How about rotating crops with nitrogen fixing plants?
It's common where I grew up to rotate corn and soybeans, and some other crops. Not only are soybeans good at fixing nitrogen on residual root nodules, the rotation reduces some pests that can overwinter in the ground. While the soy rotation helps, both crops need phosphorus and potassium, and additional nitrogen helped the corn yield even better. Corn was the cash crop. Soybeans could be hit or miss on profitability, and they had their own pest problems like spider mites, Japanese beetles, and required more herbicides than corn because corn could outgrow many weeds while the beans would more easily lose soil, water, and sunshine to weeds.

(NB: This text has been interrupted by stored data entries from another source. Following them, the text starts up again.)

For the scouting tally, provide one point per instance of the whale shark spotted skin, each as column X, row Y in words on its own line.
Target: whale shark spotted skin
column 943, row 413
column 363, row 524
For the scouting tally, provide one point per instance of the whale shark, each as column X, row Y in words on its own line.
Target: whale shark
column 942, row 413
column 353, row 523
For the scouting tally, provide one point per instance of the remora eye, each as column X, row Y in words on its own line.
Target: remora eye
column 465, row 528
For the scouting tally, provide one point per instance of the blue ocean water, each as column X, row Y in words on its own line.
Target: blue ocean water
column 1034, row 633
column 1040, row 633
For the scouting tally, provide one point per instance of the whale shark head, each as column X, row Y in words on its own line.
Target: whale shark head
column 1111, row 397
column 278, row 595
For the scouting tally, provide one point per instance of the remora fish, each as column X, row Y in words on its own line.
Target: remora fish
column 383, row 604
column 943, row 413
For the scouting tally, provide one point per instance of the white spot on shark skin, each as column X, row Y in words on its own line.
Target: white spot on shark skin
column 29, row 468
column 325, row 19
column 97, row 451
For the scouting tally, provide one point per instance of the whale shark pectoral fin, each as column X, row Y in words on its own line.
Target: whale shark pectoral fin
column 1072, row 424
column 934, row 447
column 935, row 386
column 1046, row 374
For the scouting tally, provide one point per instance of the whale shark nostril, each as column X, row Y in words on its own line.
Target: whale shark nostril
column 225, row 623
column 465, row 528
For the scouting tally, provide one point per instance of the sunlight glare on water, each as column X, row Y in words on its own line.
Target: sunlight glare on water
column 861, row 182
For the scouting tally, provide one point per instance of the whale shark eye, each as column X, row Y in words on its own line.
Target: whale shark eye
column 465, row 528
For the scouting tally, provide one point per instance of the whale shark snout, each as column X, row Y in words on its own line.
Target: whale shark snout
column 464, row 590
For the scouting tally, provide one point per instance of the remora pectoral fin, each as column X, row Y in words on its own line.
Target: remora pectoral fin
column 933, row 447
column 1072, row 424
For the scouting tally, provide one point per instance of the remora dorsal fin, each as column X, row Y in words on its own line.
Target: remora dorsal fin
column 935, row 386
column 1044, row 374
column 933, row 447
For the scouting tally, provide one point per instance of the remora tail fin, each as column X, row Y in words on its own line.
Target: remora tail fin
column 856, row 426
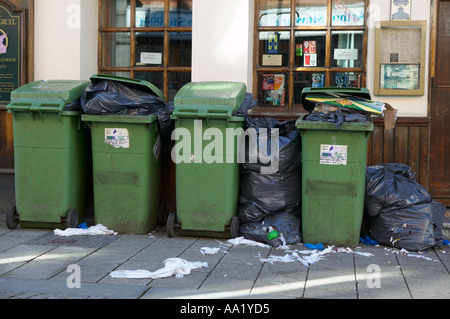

Getting back a little bit more toward the GMO topic, and overlapping with the issues of farm chemicals and commercial fertilizers, it isn't a case where farmers are eager to use lots of chemicals and buy lots of GM seed. That stuff is all EXPENSIVE. Fertilizer is expensive. Fuel is expensive. Chemicals are expensive. Seed is expensive. Equipment is expensive to buy/maintain/repair. Land is expensive. To a great extent, the old-fashioned days of family farming is gone. Some have gotten bigger and are profitable. Many struggle. All it takes is one big bad decision and the business is over. Like my grandfather used to say, "If I won a million dollars, I'd farm until it was all gone!"